Trying to decide whether to stay with Waterfall or make the move to Agile on your next project?  There are some big differences between the two methodologies that you need to be aware prior to making the switch.  In this post I’ll highlight the differences and call out key areas to consider prior to moving to Agile.

There are four key themes that separate the two methodologies.  When considering a change, it is important that you and your organization are ready to move from the “old” waterfall thinking on the left in the chart below to the “new” Agile thinking on the right.

Waterfall

Agile

Waterfall is release driven, with a defined critical path and sequence for delivery

Agile is based on short iterative delivery cycles

Estimates are based on the work required to meet the requirements

Estimates are done based on the amount of work the team can accomplish in a set period of time

Requires clearly defined requirements upfront

Requirements are expected to evolve and change is embraced

Success is measured by the IT organization

Success is measured by business value delivered

Should you stay with Waterfall?

Agile is not right for every project team and is absolutely not a silver bullet that will solve your organizations delivery problems. In fact, if you are already struggling, trying to change to a new methodology might make things worse. Prior to making the transition to Agile there are two key areas to consider – resources and organization.

Resources

A large number of resources will not be able to handle working in an Agile environment.
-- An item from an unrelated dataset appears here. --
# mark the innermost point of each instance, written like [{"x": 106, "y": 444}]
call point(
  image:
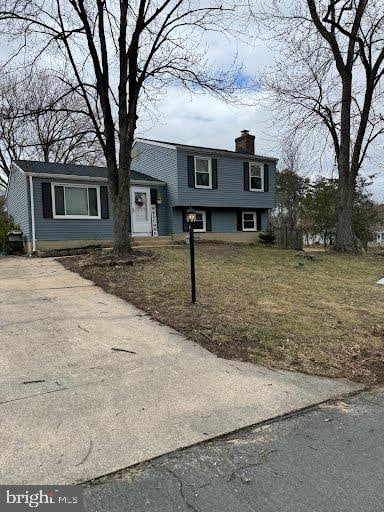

Prior to selecting project team members it is important to know if the resources you have in mind are ready for life on an Agile team.  There are three areas to think about before selecting team members:

  • Co-location – Tight collaboration is a key tenant of Agile but it is not for everyone.  The collocation and continual back and forth between team members can cause tension and create stressful team dynamics. 
  • Discreet Work – Many team members like to finish their work and move on rather than stay with the same team of people for an extended time. 
  • Performance – Agile is quick to single out individual performance issues.  Not everyone is ready for this type of scrutiny. 

Organization

Having committed resources is important, but having buy in from your organization is critical.  If the leadership team is not ready to support the Agile methodology, you can almost guarantee that Agile will not be successful.  When assessing your organizations readiness, consider the following:

  • Is the leadership team ready to support a shift in thinking from the big bang approach to smaller iterative delivery cycles? 
  • Can the organization accommodate the frequent delivery of increments?
  • Is there a commitment to push Agile to other parts of the organization such as release management and production support?
  • Has the business bought in to Agile?  They will be required members of the project team and must actively participate to make Agile work.  In many cases they are not willing to give up their “day job” to support the project team.

Getting Started

If you have the right project team selected and commitment from business and IT leadership to support the Agile philosophy you are off to a great start, but it is only the beginning.  As you start your first project, consider the following:

  • Make sure requirements are prioritized by the business up front
  • Start small and prove success, don’t try to build enterprise system 2.0 out of the gate
  • Plan for resistance – even though you have leadership buy in, not everyone will be supportive
  • Keep Iterations/Sprints short in duration (2-6 weeks)
  • Deliver business value early and often.   Naysayer’s quiet down quickly when the team is delivering working software
  • If at all possible have the team co-located.  While a distributed team can work, there is a tremendous amount of intangible value you get from co-location
  • Do not start the project unless you have business representation.  Without the business, Agile will not work.

With these tips in mind, you should have a smooth entry into the world of Agile software development.